I’m training a custom policy using PPO and rllib. Within the context of my policy torch.cuda.is_available() keeps returning False despite my gpus definitely being available (verified using nvidia-smi ). This prevents my model from running on cuda and makes my whole pipeline untenable if I have to rely soley on CPU. This is my main method.
if __name__ == "__main__":
ray.init()
ModelCatalog.register_custom_model("transformer_policy", PromptModelPolicy)
config = (
get_trainable_cls("PPO")
.get_default_config()
.environment(SearchEnv, env_config=env_config)
.framework("torch")
.training(
model={
"custom_model": "transformer_policy",
"custom_model_config": model_kwargs,
},
num_sgd_iter=1,
)
.resources(num_gpus=8)
.rollouts(num_rollout_workers=8)
)
config.lr = 1e-3
algo = config.build()
and for reference here’s my policy where the issue is occurring:
class PromptModelPolicy(TorchModelV2, nn.Module):
def __init__(self, obs_space, action_space, num_outputs, model_config, name,**kwargs):
TorchModelV2.__init__(self, obs_space, action_space, num_outputs, model_config, name)
nn.Module.__init__(self)
model_family = kwargs["model_family"]
prompt_model_path = kwargs["prompt_model_path"]

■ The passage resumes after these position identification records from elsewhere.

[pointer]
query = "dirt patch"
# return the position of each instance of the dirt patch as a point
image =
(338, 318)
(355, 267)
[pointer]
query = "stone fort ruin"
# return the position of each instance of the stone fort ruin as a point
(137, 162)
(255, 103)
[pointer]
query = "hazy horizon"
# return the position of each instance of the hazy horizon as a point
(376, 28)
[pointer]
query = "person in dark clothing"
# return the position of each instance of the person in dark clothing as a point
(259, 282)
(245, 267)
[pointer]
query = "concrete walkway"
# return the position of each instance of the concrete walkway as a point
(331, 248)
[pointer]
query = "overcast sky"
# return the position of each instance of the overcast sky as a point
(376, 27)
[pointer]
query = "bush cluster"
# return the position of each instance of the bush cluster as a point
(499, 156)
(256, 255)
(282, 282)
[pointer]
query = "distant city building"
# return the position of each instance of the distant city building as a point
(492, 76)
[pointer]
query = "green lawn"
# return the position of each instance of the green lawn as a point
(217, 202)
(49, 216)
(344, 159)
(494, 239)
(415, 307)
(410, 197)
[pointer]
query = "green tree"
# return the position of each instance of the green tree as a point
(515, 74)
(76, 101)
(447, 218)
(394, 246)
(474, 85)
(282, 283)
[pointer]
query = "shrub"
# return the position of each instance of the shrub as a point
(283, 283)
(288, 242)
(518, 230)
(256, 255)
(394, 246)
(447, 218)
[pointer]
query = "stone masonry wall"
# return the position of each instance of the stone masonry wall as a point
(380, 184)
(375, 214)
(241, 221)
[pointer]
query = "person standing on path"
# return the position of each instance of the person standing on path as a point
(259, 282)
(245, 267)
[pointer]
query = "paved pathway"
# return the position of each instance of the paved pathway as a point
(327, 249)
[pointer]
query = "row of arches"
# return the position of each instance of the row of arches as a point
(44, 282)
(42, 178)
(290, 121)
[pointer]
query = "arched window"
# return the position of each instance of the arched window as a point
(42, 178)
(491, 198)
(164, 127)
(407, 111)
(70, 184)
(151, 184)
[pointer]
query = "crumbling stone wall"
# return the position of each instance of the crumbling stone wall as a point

prompt_model = PromptModel.load(model_family=model_family, checkpoint_path=prompt_model_path)
self.prompt_model = prompt_model
self.value_layer = nn.Linear(PROMPT_MODEL_EMBEDDING_DIM, 1)
self.log_std = nn.Parameter(torch.zeros(PROMPT_MODEL_EMBEDDING_DIM))
def buildphase_bypass(self, prompts, device):
prompt_embedding = torch.zeros((prompts.shape[0], PROMPT_MODEL_EMBEDDING_DIM)).to(device)
self.value_out = torch.zeros((prompts.shape[0], 1)).to(device)
log_std = self.log_std.expand_as(prompt_embedding).to(device)
return torch.cat([prompt_embedding, log_std], dim=1), []
def forward(self, input_dict, state, seq_lens):
device = torch.device("cuda" if torch.cuda.is_available() else "cpu")
print(f"Device is {device}, cuda available: {torch.cuda.is_available()}")
obs = input_dict["obs"]
prompts, prompt_lengths = obs
prompts, prompt_lengths = prompts.long().to(device), prompt_lengths.long().to(device)
# If all the prompt lengths are 1, then we are in the build phase, just return dummy values
if all([int(x) == 0 for x in prompt_lengths]):
return self.buildphase_bypass(prompts, device)
# Do forward pass and get the embeddings and the value function
print(f"Recieved prompts of shape {prompts.shape} and prompt_lengths of length {len(prompt_lengths)}")
print(f"Devices for prompts: {prompts.device}")
prompt_embedding = self.prompt_model(prompts, prompt_lengths).squeeze(1).to(device)
self.value_out = self.value_layer(prompt_embedding).to(device)
log_std = self.log_std.expand_as(prompt_embedding).to(device)
# Return the output and the state
print(f"Prompt embedding shape: {prompt_embedding.shape}")
return torch.cat([prompt_embedding, log_std], dim=1), []
def value_function(self):
values = self.value_out.squeeze(1)
return values
Note this happens even when I set local_mode to false in ray.init()
How severe does this issue affect your experience of using Ray?
- High: It blocks me to complete my task.